思うに、原作の映画化はいかにオリジナリティーを加えるかが勝負です。で、「リング」の最大のオリジナリティーは主役を女性にして、そして主役を助ける男、高山竜二を主役の別れた旦那に設定することで、死のビデオを見た彼らの息子を救うということを主軸にしたことでしょう。しかし、これは原作のもつテーマを完全にないがしろにしてしまいました。ですので、原作を好きな僕のような人にはとても不満の残るものなのです。親と子の愛情と言うテーマや、松嶋菜々子の持つ甘さのせいで、非常に硬質な原作のよさが失われています。何がもったいないかといって、高山竜二のあのキャラクター設定が全然説明されていないので、特に「らせん」での彼の行動に説得力がなかったことです。僕は原作を読んでいたので、理解できましたが、まったくはじめて見た人はどうだったのでしょう?彼に共感できましたか?

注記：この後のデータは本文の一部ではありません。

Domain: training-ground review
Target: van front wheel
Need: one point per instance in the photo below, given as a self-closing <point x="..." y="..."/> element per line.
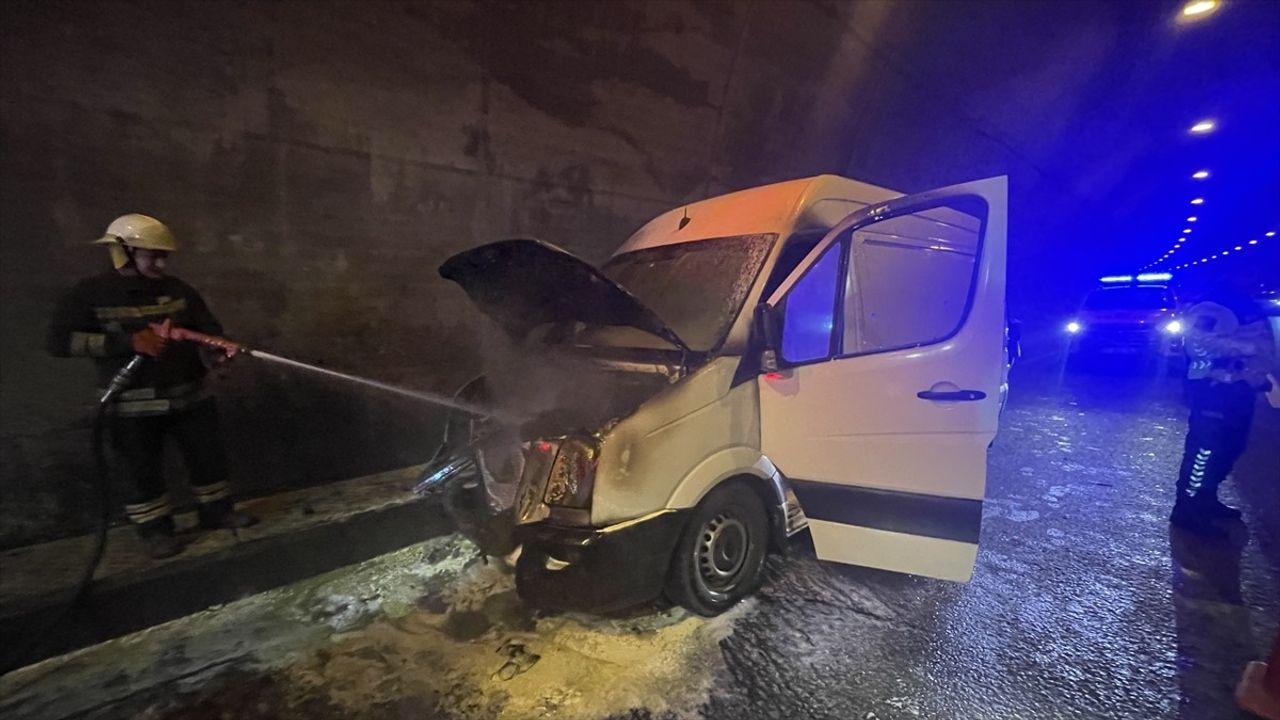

同じようなことは山村貞子にも言えます。あの淡泊な表現では、彼女の深い恨みがちっともわからない。あんなことのために人間が滅ぶのだとしたらやりきれませんね。
原作は「リング」の方が「らせん」よりもより論理がしっかりしていたように僕には思えます。そもそも文章とは映像に比べて格段に論理性が高く、そのため「リング」のほうが「らせん」よりもずっと映像化が難しかったのではないでしょうか。ずいぶんとプロットをはしょっています。まあ、それは仕方がないのですが、「らせん」はそのはしょりのせいで破綻しかける物語を、原作のテイストを保ちながらうまくまとめています。むしろ、無理の多かった原作よりもすっきりしたくらいです。ただ、個々のシーンの爆発力と言う点では「リング」に軍配が上がります。写真が歪むところ、山村貞子の動き、あー、思いだすだけで怖いよー。眠るときに思いだしてどきどきしてしまいました。
それにしても、映画では水が恐怖の象徴として使われることがしばしばあります。今作でも「リング」では明らかに海は恐怖の象徴で(これはある意味で母性の恐怖ともいいかえられるわけで、その意味で「リング」のテーマには混乱が見られるのですが)、しかも溺れることが原作段階で存在する「らせん」と違って、「リング」は映画のオリジナルとして水の恐怖を持ってきたように思います。なぜ、水は恐怖なのでしょう?やはり、これも女性恐怖の物語なのでしょうか?確かに、怖かった。